I also want to defend the Computer Science Department I went too. Everyone supported each other whatever their gender or sexuality. You see computer scientists are mostly logical and rational. They aren’t going to judge you on gender. If there aren’t enough women in engineering is this down to some evil plan by a secret group of men? Radical feminism wants to infer that this is the case. My experience is that it’s the complete opposite. The women (and men) on my course were hugely supported. People with mental health issues were also hugely supported. On another computer science department at another university (which my friend went to), there was a transgender lecturer. The BBC Micro I learned to program on was created by someone who was also transgender. So let’s stop this ‘engineering and science’ is sexist myth. Being bashed when you’re the good guy is hard. Eventually anger does occur. My anger towards you should now be understood.
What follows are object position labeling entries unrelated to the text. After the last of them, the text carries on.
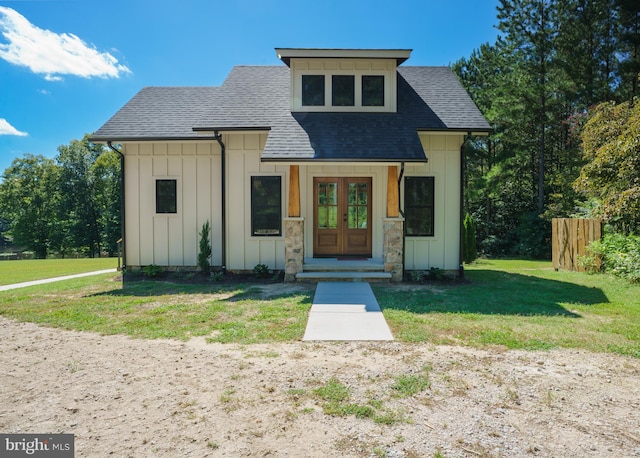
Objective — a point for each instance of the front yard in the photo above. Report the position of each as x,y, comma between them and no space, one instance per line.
512,304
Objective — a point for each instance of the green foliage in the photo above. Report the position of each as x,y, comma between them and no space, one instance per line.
28,199
261,270
205,249
407,385
70,205
611,141
469,248
151,270
551,63
617,254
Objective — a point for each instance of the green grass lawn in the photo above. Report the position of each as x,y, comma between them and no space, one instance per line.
21,271
508,304
519,304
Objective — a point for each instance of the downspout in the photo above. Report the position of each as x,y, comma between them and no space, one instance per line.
122,211
401,213
223,204
462,172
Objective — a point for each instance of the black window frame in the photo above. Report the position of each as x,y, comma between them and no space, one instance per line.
166,196
342,83
422,211
367,93
313,93
266,207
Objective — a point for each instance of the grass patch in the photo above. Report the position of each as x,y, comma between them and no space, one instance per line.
37,269
150,309
506,303
519,305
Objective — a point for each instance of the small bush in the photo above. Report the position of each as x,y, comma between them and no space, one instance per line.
261,270
205,249
151,270
618,254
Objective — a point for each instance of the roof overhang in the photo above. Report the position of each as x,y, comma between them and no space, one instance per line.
286,54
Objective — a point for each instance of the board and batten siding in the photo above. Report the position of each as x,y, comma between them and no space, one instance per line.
443,249
171,239
245,251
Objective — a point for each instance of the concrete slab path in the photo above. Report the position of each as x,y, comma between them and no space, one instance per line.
346,311
51,280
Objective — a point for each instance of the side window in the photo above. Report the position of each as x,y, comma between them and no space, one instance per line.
342,91
266,206
313,90
418,206
166,196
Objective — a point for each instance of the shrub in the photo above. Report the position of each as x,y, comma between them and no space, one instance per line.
617,254
261,270
151,270
205,249
469,247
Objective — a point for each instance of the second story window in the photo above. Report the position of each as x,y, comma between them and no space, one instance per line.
342,90
313,90
372,91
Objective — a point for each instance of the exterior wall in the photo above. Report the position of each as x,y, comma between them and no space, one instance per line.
171,239
244,251
378,174
443,249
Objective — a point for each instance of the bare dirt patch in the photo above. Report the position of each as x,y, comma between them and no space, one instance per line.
130,398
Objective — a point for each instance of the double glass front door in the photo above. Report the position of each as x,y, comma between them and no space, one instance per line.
342,217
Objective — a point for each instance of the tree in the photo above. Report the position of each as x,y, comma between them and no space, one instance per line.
79,211
26,196
611,142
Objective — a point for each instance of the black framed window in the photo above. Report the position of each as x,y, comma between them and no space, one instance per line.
313,90
372,91
343,90
418,206
266,205
166,196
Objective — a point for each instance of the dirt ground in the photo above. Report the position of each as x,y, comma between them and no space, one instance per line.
138,398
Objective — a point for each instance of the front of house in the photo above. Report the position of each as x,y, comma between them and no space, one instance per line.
341,154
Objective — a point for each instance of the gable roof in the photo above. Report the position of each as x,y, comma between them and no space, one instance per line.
258,98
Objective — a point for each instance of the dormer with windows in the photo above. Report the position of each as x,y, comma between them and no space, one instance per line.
343,80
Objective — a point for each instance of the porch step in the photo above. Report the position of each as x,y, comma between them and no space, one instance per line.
344,275
331,269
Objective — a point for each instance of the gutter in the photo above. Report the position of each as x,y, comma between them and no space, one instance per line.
401,212
223,204
462,172
122,200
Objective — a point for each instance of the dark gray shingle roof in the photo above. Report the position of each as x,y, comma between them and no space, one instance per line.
159,113
258,97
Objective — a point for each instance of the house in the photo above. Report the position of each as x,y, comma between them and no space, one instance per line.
336,153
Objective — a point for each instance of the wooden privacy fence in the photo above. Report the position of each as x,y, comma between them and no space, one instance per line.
570,238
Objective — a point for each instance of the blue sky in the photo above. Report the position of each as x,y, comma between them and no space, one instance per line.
66,66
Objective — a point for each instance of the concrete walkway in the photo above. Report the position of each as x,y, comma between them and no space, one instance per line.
51,280
346,311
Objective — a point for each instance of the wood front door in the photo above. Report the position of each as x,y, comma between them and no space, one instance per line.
342,217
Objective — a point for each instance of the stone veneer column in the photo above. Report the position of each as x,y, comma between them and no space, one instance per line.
293,247
393,247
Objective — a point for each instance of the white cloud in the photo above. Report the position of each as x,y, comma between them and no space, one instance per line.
52,54
8,129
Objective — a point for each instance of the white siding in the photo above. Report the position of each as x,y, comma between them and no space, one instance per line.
244,251
442,250
171,239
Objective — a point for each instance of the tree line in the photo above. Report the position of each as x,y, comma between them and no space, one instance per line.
559,86
538,85
67,205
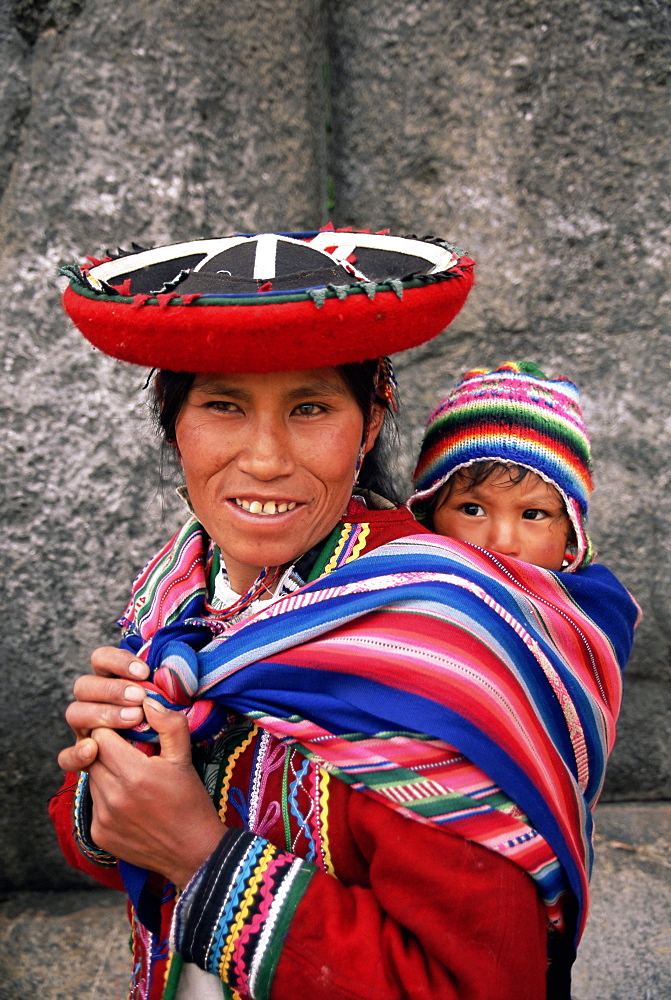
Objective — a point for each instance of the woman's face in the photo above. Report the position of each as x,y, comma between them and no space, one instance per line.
269,462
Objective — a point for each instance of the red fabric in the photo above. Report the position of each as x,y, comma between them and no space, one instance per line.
268,336
417,914
414,912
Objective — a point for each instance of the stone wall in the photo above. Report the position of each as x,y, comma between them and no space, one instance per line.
534,134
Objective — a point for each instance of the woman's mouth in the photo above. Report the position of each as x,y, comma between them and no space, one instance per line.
267,507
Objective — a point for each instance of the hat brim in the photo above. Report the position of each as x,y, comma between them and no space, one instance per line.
270,330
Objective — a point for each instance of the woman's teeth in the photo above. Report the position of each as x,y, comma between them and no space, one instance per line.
269,507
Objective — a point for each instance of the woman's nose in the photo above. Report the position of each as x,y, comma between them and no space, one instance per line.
266,452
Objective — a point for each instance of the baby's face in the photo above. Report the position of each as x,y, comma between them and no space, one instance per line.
527,520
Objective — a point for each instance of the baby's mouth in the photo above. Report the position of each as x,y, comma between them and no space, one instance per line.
267,507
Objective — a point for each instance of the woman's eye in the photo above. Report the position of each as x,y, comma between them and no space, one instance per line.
222,406
308,409
535,514
473,510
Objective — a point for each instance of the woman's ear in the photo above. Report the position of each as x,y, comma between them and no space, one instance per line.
375,423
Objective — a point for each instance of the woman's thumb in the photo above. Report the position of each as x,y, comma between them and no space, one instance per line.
173,731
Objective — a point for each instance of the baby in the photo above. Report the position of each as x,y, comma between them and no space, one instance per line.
505,464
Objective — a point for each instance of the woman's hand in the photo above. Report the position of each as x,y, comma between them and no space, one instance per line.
153,811
108,698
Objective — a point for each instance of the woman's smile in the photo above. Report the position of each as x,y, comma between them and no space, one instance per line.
270,462
266,507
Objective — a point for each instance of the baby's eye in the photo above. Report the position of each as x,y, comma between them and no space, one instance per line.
473,510
535,514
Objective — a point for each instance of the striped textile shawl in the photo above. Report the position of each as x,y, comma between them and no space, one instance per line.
462,689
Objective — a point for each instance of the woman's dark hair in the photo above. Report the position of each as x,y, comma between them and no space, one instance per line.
376,473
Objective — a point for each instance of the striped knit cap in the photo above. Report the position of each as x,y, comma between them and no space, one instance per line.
517,416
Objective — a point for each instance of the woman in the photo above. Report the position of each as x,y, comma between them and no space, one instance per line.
378,785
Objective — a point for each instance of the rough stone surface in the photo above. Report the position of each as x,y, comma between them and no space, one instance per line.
536,135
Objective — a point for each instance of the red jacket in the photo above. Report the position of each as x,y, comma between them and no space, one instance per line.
388,908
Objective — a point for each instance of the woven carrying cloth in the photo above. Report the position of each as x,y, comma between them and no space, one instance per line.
269,302
461,689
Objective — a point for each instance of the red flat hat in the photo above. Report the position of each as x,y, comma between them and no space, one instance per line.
269,302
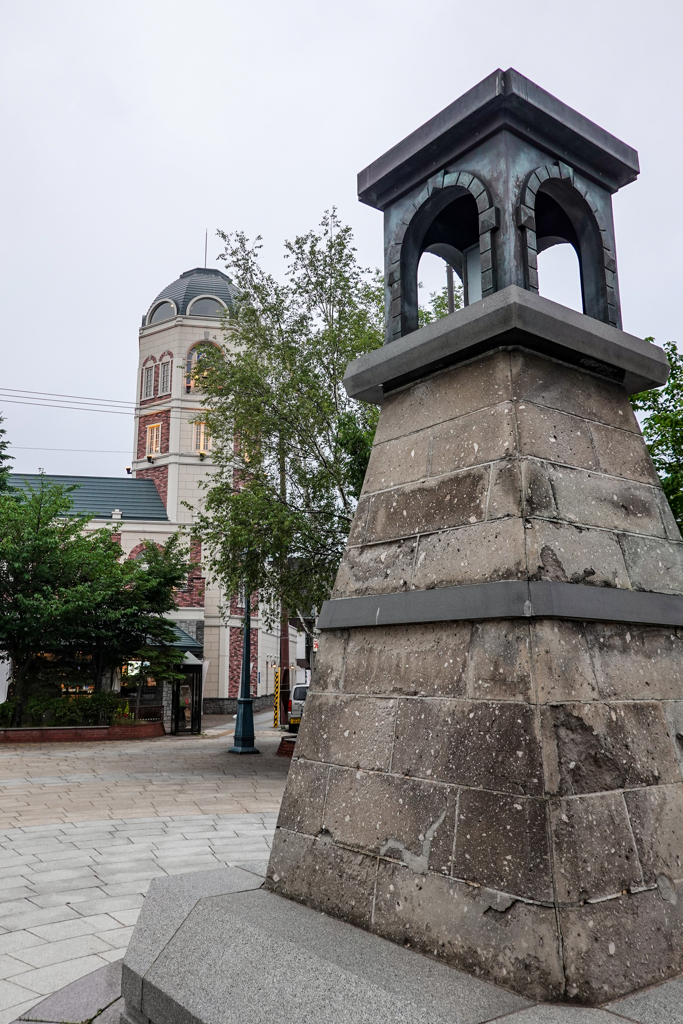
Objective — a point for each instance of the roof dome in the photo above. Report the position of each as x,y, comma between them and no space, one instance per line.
179,294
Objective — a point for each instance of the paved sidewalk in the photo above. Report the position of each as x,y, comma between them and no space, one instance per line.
84,827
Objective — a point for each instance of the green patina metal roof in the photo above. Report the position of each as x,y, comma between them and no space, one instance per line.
101,495
185,642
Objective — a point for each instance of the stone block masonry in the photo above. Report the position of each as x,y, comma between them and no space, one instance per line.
504,795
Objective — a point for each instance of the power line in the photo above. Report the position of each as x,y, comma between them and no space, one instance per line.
25,448
79,397
72,409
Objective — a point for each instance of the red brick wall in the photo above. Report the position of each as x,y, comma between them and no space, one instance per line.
236,662
193,596
160,475
163,417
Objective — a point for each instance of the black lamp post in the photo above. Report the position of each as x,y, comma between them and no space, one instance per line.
243,741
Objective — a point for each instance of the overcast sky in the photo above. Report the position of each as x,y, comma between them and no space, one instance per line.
129,128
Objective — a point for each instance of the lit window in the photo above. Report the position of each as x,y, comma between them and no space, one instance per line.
207,307
202,439
163,311
154,438
165,378
194,356
148,382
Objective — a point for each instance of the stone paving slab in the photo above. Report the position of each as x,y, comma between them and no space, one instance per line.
72,884
222,927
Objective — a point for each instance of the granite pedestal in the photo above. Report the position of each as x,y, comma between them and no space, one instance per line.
488,770
215,947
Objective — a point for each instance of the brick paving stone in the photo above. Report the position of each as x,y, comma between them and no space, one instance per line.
86,826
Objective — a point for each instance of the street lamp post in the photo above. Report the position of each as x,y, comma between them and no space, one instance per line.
244,727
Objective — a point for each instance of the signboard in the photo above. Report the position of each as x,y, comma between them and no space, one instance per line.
275,706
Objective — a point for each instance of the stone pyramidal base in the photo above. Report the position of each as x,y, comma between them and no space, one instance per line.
504,794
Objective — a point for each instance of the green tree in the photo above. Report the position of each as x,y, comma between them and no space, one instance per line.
291,449
663,429
120,611
5,459
437,306
67,593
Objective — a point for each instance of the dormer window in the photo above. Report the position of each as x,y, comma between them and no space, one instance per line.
207,306
165,310
154,438
148,382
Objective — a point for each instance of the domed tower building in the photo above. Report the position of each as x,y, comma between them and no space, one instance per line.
172,449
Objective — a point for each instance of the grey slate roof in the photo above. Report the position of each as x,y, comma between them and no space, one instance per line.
101,495
201,281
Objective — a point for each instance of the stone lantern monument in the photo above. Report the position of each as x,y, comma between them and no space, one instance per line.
488,769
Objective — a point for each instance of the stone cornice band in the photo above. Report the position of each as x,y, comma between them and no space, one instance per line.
508,599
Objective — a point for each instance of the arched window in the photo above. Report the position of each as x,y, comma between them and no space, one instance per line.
559,275
201,437
148,381
447,225
194,356
165,377
207,306
165,310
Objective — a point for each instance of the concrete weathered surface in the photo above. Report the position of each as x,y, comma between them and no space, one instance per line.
504,795
218,949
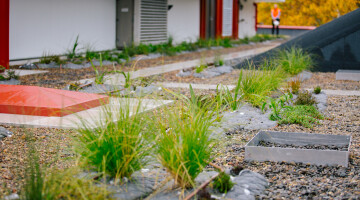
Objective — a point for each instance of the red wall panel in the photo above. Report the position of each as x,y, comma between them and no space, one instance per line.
4,32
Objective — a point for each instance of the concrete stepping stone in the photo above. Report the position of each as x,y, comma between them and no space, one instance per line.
348,75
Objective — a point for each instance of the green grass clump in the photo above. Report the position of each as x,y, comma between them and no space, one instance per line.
304,115
305,98
34,180
255,85
184,145
116,148
200,68
223,183
47,184
317,90
294,60
65,185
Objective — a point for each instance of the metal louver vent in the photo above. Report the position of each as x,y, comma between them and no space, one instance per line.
153,25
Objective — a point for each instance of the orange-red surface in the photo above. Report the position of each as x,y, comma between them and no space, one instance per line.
33,100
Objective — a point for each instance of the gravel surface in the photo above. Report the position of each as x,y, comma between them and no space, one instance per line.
328,81
319,147
303,181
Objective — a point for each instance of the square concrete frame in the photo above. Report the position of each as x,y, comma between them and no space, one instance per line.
312,156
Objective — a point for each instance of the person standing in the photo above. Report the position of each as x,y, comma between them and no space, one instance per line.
275,16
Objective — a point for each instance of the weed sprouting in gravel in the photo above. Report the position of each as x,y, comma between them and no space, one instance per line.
117,148
99,76
223,183
294,60
34,181
184,145
277,105
305,98
294,85
65,184
256,84
304,115
317,90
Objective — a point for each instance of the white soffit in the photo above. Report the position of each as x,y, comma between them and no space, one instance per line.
270,1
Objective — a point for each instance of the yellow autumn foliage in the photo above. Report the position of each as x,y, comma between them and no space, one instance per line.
307,12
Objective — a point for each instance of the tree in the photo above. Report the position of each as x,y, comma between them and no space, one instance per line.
307,12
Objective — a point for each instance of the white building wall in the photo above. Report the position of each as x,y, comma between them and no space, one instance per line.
247,19
184,20
51,26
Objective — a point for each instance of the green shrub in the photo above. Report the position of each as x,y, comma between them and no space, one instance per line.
277,105
116,148
317,90
129,51
294,60
304,115
72,53
255,84
294,85
99,76
89,55
34,180
218,61
64,184
184,146
226,97
200,68
305,98
143,49
223,183
47,59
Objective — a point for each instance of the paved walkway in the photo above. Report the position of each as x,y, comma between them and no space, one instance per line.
91,116
118,79
194,85
213,87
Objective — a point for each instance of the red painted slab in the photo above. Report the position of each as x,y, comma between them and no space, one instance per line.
4,33
39,101
288,27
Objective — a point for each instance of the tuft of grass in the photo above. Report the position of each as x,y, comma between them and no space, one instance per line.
230,98
184,145
117,148
223,183
304,115
34,181
277,105
294,85
47,59
99,76
305,98
200,68
65,184
218,61
10,74
72,52
294,60
255,85
317,90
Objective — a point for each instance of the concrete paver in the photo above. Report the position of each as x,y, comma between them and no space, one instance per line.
24,72
118,79
213,87
194,86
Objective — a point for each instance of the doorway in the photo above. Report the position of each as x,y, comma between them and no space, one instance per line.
124,22
208,19
219,18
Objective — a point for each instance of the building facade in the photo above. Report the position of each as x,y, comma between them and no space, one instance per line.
34,28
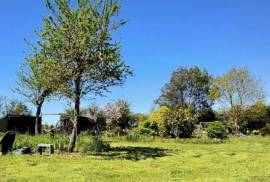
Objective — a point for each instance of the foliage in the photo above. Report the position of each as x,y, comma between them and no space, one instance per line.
15,107
254,118
187,86
93,144
118,116
80,39
235,91
182,121
217,130
137,118
38,79
148,128
265,130
97,115
176,121
160,116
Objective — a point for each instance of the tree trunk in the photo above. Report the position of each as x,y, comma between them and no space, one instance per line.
73,136
37,119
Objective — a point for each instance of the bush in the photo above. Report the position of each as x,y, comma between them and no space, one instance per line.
94,145
149,128
266,130
217,130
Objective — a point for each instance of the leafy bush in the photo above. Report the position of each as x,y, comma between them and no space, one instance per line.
149,128
266,130
217,130
254,118
182,121
93,145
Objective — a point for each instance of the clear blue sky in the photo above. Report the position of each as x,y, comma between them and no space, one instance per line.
161,36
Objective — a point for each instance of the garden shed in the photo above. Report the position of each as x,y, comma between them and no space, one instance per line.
20,124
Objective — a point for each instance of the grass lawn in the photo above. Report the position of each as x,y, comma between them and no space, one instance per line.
240,159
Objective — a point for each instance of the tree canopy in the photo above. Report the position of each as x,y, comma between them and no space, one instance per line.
187,86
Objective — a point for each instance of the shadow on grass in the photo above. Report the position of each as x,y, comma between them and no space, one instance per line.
134,153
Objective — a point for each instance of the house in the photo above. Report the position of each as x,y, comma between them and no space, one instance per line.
20,124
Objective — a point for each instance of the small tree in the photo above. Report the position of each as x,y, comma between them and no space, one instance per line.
217,130
182,121
235,91
176,121
38,79
80,39
187,86
254,118
16,108
118,116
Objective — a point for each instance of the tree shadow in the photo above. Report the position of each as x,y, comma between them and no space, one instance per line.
134,153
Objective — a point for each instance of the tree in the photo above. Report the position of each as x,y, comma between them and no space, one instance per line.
81,39
38,79
254,117
235,91
187,86
182,121
96,114
160,116
217,130
178,121
16,108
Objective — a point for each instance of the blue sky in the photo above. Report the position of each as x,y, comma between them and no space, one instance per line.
160,37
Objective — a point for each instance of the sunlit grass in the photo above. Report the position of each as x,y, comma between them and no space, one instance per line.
239,159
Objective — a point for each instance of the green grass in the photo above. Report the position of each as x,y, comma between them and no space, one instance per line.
239,159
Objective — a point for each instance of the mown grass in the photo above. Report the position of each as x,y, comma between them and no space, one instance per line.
239,159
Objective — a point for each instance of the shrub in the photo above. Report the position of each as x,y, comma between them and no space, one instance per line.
254,118
149,128
266,130
182,121
217,130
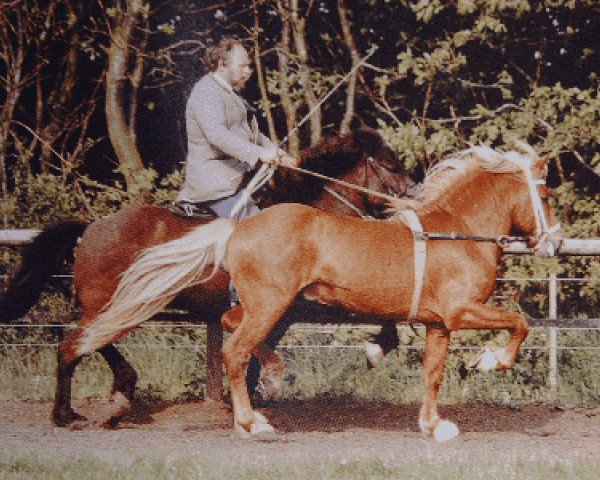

I’m not angry with you now. However I hope you’ve learned something. Maybe you still think I’m an arrogant prick? Maybe you still think that male inequality is only down to government policy? Maybe you live in a comfortable well off area where none of these problems occur? I read an article recently regarding a cognitive distortion some people have about poverty (or other problems). It said that people from comfortable areas can never comprehend or imagine what real poverty is like for some. I’m not saying this is the case in your life, however I am astounded why you think the views you hold. I would genuinely like to know how you came to believe such beliefs.